Jakarta NoSQL: Why JPA Is Not Enough for the AI Era

Jakarta NoSQL provides a familiar Java programming model while preserving the strengths of document, graph, key-value, and AI-driven vector databases.

Otavio Santana

CORE ·

Jun. 19, 26 · Analysis

Likes (1)

Comment

Save

2.2K Views

The most effective way to present this idea is to begin with the challenge architects face: AI has transformed the persistence landscape. Enterprise applications were once built almost exclusively on relational databases, making JPA a keystone of Jakarta EE.

Today, modern systems use a mix of relational databases, document stores, caches, graph engines, and increasingly, vector databases that support semantic search, retrieval-augmented generation (RAG), and AI-powered applications. Polyglot persistence is now the industry standard. While Jakarta EE standardized relational persistence through JPA, it still lacks a vendor-neutral standard for non-relational persistence. This gap forces developers to rely on fragmented, proprietary solutions, creating barriers to portability, productivity, and innovation.

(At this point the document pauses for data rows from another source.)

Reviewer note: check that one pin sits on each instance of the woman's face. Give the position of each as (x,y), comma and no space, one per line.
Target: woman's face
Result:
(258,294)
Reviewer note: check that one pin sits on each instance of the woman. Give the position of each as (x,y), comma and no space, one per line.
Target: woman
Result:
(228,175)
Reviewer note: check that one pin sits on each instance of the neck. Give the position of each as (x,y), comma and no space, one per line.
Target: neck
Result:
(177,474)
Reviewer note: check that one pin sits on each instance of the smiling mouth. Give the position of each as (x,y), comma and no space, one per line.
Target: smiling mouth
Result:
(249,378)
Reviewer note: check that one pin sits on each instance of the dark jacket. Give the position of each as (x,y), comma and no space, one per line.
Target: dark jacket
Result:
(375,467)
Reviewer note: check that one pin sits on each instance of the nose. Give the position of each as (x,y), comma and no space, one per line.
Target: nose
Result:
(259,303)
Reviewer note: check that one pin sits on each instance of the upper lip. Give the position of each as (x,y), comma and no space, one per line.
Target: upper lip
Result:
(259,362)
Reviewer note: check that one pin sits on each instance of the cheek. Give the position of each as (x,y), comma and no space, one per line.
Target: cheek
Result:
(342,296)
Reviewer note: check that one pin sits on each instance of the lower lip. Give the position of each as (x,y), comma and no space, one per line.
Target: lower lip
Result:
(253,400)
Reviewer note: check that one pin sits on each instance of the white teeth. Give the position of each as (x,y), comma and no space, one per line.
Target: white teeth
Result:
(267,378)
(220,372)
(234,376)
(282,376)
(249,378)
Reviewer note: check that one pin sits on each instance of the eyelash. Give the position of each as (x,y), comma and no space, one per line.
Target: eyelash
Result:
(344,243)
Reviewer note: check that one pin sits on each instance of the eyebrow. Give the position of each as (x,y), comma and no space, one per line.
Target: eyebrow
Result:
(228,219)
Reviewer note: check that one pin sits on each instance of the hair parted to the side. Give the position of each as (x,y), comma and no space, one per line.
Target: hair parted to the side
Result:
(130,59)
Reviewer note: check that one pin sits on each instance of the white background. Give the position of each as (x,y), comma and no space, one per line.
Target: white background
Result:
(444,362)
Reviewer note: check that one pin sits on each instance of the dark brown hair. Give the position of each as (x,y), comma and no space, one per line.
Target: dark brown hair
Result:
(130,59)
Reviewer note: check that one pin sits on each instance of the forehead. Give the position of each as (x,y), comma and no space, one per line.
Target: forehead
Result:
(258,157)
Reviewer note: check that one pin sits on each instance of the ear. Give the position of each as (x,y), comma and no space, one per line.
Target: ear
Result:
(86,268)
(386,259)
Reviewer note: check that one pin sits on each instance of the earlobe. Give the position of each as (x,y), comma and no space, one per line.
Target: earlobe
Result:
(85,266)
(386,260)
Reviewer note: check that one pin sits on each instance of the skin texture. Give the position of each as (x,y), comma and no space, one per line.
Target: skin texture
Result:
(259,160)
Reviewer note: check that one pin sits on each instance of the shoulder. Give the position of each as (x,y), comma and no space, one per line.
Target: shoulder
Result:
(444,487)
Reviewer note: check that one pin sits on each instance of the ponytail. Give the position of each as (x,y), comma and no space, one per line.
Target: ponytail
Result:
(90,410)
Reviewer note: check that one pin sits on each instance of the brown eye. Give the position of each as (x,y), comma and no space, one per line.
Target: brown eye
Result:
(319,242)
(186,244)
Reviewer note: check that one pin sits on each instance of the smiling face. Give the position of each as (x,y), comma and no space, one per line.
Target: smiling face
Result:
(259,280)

The rise of AI makes this gap critical. Vector databases are now essential to intelligent systems, supporting semantic search, embeddings, and contextual retrieval. For Jakarta EE to remain the leading enterprise Java platform in the AI era, it must offer a standardized approach to NoSQL persistence, as it did for relational databases. Jakarta NoSQL is not just another specification; it constitutes a strategic investment in the ecosystem's future. By offering a familiar programming model, reducing vendor lock-in, and integrating with AI workloads, Jakarta NoSQL ensures that Jakarta EE remains relevant and competitive for the next generation of enterprise applications.

NoSQL in the AI Era: Understanding the Modern Data Landscape

For years, enterprise data persistence focused on relational databases. Systems relied on tables, rows, foreign keys, and SQL, making relational technology the standard for business applications. While still essential, modern architectures now use polyglot persistence, where multiple database types coexist, each satisfying specific requirements.

Today, NoSQL refers to a family of database paradigms, each engineered for specific workloads and architectural needs, rather than just document databases.

Key-value databases store data as key-value pairs, enabling fast lookups and low latency. Typical uses include caching, user sessions, feature flags, and temporary application state.
Document databases store data as structured documents, such as JSON or BSON. They are effective for applications having hierarchical or evolving schemas, including web applications, e-commerce platforms, and content management systems.
Column-family databases organize data by columns instead of rows, supporting high write throughput and horizontal scalability. They are used for IoT telemetry, event logging, analytics, and large-scale distributed systems.
Graph databases model entities and relationships as nodes and edges. This structure is ideal for social networks, fraud detection, recommendation engines, dependency analysis, and knowledge graphs in which relationships are critical.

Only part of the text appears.